The bizarre bug with diagonally-moving players is not an issue on real hardware, since I checked using my Tototek cartridge on my Master Gear/Game Gear. By the way, I get a Software Error on my SMS when I use the Tototek cartridge - I think it might be problem with the physical dimensions of the cart's PCB. But I can try running this on my Power Base Converter, since I have used the Tototek cart on that successfully.
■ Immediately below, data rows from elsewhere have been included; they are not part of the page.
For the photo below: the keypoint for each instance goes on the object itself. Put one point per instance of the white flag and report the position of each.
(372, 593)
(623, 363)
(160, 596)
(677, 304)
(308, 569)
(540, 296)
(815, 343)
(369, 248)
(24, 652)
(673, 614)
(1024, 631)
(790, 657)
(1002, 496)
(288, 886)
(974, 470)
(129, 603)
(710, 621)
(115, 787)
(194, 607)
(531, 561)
I did begin trying to get the second conveyor belt up and running, but I always have trouble remembering how it works. I have all of the coordinates for belt 1 in the rom (belt 2 uses the same coordinates, of course, except the x coordinates are shifted to the right), and the program just cycles through them. When it reaches the end, it shifts all of the food identities down one and adds another after accessing the random number generator. But my code is getting a tad unwieldy, and it is getting really hard for me to throw stuff in. Did I mention the only formal computer training I have is:
  1. A computation biology course I took in grad school where I learned how to use BLAST and Expasy and a couple of DNA and protein sequence analysis programs (that other people wrote) and
  2. A LOGO course in high school?
So it might take a while, but I'll get it.

You'll notice in the video that I have no code that checks whether a food type is already present on screen. That function is definitely on my to-do list.

I hope you enjoy the video. You might notice some 1's and 0's on the top of the screen; those are just for debugging purposes. Pay no attention to the man behind the curtains.